Here are some reference points. At $70 a barrel, an oil producer who can add a flowing barrel for $20,000 of capital and has an all-in cost of lifting, royalties, transporation and administration (“all-in cost”) of $30 a barrel can achieve should realize first year cash flows of about $15,000 per barrel declining at (say) 25% per year owing to natural decline. At $2.50 a gigajoule (or ~$21 per boe assuming 10% liquids) a natural gas producer with a capital efficiency of $12,000 per Boe and an all-in cost of about $10.00 a Boe will receive cash flow of about $4,000 in the first year declining at (say) 25% owing to natural decline, and likewise be quite satisfied with the level of profitability.

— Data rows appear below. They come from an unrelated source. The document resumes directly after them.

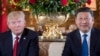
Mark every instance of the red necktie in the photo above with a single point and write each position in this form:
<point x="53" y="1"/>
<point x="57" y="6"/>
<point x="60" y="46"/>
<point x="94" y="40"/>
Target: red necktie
<point x="15" y="46"/>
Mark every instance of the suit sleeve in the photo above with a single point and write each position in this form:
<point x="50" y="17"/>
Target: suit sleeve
<point x="67" y="48"/>
<point x="34" y="47"/>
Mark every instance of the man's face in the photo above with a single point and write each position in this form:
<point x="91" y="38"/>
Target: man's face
<point x="84" y="21"/>
<point x="16" y="25"/>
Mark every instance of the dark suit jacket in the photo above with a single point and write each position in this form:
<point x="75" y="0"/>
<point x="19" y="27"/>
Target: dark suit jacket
<point x="73" y="44"/>
<point x="28" y="44"/>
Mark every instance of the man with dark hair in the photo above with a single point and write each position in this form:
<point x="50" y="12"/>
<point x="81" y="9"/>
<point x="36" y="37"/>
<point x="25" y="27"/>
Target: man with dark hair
<point x="18" y="41"/>
<point x="85" y="41"/>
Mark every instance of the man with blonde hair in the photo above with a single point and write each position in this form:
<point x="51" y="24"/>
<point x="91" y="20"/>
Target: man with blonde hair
<point x="18" y="41"/>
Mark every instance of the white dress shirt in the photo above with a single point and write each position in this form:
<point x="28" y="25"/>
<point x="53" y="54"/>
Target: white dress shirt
<point x="87" y="38"/>
<point x="14" y="37"/>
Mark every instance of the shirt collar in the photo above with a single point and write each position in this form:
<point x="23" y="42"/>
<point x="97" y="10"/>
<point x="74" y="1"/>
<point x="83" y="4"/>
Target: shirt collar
<point x="88" y="33"/>
<point x="14" y="36"/>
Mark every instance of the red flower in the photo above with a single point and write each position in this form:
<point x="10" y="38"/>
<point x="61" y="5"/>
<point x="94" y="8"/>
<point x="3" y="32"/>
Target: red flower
<point x="31" y="1"/>
<point x="12" y="6"/>
<point x="63" y="2"/>
<point x="89" y="2"/>
<point x="76" y="1"/>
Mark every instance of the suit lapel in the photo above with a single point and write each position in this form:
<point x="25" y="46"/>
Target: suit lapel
<point x="78" y="42"/>
<point x="22" y="42"/>
<point x="8" y="43"/>
<point x="93" y="40"/>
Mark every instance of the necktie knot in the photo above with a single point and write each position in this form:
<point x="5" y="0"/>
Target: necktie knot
<point x="85" y="35"/>
<point x="84" y="46"/>
<point x="17" y="37"/>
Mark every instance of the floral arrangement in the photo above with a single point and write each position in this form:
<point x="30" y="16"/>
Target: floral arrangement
<point x="49" y="6"/>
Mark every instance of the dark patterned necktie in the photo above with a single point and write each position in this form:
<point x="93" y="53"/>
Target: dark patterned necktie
<point x="84" y="46"/>
<point x="15" y="46"/>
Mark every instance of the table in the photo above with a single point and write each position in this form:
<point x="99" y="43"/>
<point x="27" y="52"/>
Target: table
<point x="51" y="48"/>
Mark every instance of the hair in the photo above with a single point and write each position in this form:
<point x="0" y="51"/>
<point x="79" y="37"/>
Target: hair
<point x="84" y="9"/>
<point x="15" y="15"/>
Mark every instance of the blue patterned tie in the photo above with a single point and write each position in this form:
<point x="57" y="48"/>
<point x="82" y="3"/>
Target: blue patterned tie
<point x="84" y="46"/>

I am always amazed at how close in time euphoria can turn to despair for those who think they have the ability to forecast commodity prices. This chart tells the tale.
Source: Natural Gas Intelligence
The Alberta Energy Regulator provides forecasts of natural gas prices which make a lot more sense than “strip”. Here is the most recent forecast which says that AECO natural gas prices are likely within the range of CDN$1.75 to CDN$7 per gigajoule over the next decade with 2024 likely weaker than 2023. Given El Nino, that seems more likely than not.
The lessons are simple. If you can’t stand the volatility, buy bonds and stay out of the oil & gas space. If you are going to invest in energy, buy low cost producers with clean balance sheets when commodity prices are low and don’t waste time checking the stock price five times a day. Stay calm, exhibit patience and over business cycles you will earn plenty of money. Try to time the market and bet you can forecast commodity prices or get deluded by sell-side analysts who value companies based on so-called “strip” prices (which are about as valid as astronomy, tea leaves, palm reading or tarot cards) and then lever up thinking this is your shot at wealth, prepare for disappointment. Energy investing is not for sissies.